Design, setting, and participants: This single-blind, parallel-arm, superiority randomized clinical trial recruited patients undergoing colorectal cancer resection from September 7, 2015, through June 19, 2019. Patients were followed up for 4 weeks before surgery and 4 weeks after surgery at 2 university-affiliated tertiary hospitals. A total of 418 patients 65 years or older were assessed for eligibility. Of these, 298 patients were excluded (not frail [n = 290], unable to exercise [n = 3], and planned neoadjuvant treatment [n = 5]), and 120 frail patients (Fried Frailty Index,≥2) were randomized. Ten patients were excluded after randomization because they refused surgery (n = 3), died before surgery (n = 3), had no cancer (n = 1), had surgery without bowel resection (n = 1), or were switched to palliative care (n = 2). Hence, 110 patients were included in the intention-to-treat analysis (55 in the prehabilitation [Prehab] and 55 in the rehabilitation [Rehab] groups). Data were analyzed from July 25 through August 21, 2019.
Interventions: Multimodal program involving exercise, nutritional, and psychological interventions initiated before (Prehab group) or after (Rehab group) surgery. All patients were treated within a standardized enhanced recovery pathway.
Main outcomes and measures: The primary outcome included the Comprehensive Complications Index measured at 30 days after surgery. Secondary outcomes were 30-day overall and severe complications, primary and total length of hospital stay, 30-day emergency department visits and hospital readmissions, recovery of walking capacity, and patient-reported outcome measures.

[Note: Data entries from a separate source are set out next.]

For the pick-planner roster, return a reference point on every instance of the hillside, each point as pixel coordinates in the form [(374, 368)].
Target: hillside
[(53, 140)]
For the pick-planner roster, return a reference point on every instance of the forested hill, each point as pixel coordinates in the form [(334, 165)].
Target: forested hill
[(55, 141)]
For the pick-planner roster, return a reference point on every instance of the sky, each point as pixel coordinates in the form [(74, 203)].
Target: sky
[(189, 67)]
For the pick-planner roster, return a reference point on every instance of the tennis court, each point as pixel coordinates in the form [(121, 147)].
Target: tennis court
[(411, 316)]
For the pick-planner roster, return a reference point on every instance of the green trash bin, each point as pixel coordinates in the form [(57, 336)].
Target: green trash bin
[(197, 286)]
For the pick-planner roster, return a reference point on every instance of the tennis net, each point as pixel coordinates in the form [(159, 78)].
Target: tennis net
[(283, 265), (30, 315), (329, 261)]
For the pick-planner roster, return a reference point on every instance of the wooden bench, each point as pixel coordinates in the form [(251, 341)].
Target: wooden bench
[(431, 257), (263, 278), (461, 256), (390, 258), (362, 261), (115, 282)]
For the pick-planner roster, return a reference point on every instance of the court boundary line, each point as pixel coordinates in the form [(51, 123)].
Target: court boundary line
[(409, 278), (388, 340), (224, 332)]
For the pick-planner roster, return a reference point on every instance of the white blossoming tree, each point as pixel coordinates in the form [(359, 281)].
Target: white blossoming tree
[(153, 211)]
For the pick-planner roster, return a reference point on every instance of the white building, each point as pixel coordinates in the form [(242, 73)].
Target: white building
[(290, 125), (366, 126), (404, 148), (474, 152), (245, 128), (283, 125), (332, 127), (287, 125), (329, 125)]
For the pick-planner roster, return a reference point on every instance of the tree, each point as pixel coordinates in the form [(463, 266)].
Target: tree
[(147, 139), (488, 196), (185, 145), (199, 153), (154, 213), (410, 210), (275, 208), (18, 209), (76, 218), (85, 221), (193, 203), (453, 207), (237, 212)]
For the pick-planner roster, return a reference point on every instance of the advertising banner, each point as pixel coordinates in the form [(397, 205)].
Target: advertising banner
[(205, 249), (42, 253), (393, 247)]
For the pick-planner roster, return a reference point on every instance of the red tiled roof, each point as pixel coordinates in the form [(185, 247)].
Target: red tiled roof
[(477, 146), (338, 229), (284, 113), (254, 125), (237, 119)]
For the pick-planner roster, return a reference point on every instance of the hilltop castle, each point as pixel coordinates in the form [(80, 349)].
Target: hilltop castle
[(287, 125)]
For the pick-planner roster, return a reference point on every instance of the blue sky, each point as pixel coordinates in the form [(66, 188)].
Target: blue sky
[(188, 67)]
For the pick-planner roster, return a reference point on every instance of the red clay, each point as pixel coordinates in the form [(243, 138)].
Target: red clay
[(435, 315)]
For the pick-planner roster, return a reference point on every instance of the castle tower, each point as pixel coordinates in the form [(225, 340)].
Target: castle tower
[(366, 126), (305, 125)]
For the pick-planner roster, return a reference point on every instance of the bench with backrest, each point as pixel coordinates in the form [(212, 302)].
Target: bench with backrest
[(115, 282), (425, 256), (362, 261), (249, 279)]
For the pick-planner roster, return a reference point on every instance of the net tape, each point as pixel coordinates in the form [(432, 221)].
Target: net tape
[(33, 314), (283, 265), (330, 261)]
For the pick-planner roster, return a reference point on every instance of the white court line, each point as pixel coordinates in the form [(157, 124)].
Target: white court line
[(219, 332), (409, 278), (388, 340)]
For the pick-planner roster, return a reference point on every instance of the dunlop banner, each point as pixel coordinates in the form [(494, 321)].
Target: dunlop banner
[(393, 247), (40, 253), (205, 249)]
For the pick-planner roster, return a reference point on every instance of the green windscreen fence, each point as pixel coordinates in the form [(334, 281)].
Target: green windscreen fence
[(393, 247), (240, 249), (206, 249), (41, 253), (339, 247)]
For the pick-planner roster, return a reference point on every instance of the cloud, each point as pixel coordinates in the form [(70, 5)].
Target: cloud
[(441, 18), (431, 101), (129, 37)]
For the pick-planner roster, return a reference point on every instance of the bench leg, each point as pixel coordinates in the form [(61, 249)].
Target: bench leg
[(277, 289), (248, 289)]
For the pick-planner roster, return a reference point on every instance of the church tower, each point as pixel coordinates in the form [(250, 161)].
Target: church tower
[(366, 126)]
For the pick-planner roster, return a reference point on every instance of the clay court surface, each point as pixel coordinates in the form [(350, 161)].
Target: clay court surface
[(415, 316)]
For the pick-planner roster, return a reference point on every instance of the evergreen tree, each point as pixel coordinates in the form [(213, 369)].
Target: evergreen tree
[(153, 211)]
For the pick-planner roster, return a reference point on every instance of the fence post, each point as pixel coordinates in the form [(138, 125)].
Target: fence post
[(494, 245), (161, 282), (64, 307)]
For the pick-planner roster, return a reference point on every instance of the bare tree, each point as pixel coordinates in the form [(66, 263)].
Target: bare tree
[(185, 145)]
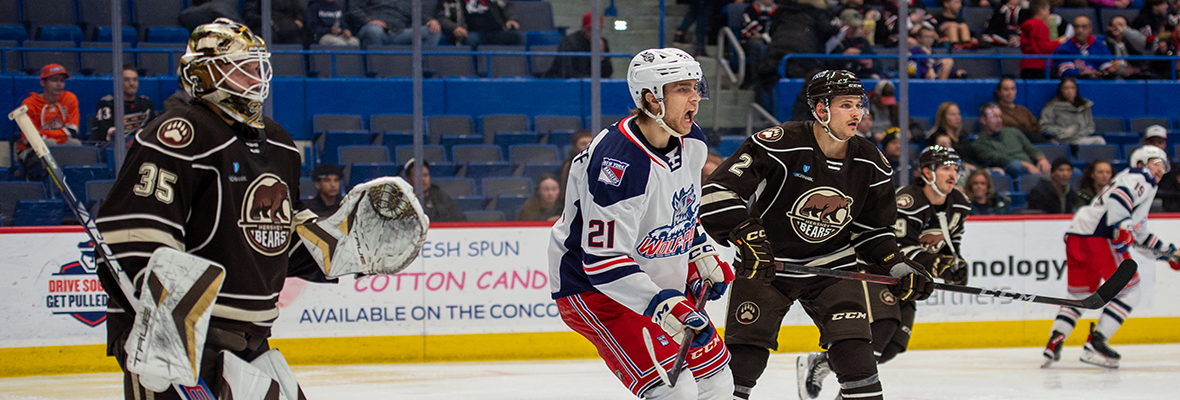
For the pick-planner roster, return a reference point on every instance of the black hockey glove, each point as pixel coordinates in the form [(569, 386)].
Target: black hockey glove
[(950, 269), (916, 281), (754, 249)]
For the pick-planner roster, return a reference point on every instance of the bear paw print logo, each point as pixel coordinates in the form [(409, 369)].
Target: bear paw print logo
[(747, 313)]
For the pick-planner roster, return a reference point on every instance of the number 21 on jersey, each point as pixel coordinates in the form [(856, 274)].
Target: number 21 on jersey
[(602, 234)]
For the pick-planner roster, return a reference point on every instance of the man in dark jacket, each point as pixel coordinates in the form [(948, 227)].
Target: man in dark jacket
[(578, 66), (387, 23), (286, 19), (476, 23), (1055, 195)]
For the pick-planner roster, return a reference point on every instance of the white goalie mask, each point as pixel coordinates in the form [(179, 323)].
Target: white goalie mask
[(653, 69)]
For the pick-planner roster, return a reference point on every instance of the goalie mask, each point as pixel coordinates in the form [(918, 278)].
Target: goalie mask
[(932, 158), (653, 69), (827, 85), (230, 66)]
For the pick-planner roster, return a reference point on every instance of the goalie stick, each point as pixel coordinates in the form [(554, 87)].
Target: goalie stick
[(669, 378), (102, 250), (1110, 288)]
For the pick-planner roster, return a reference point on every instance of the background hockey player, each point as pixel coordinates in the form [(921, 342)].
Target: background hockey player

Results: Of 110 patients randomized, mean (SD) age was 78 (7) years; 52 (47.3%) were men and 58 (52.7%) were women; 31 (28.2%) had rectal cancer; and 87 (79.1%) underwent minimally invasive surgery. There was no between-group difference in the primary outcome measure, 30-day Comprehensive Complications Index (adjusted mean difference, -3.2; 95% CI, -11.8 to 5.3; P = .45). Secondary outcome measures were also not different between groups.
Conclusions and relevance: In frail patients undergoing colorectal cancer resection (predominantly minimally invasive) within an enhanced recovery pathway, a multimodal prehabilitation program did not affect postoperative outcomes. Alternative strategies should be considered to optimize treatment of frail patients preoperatively.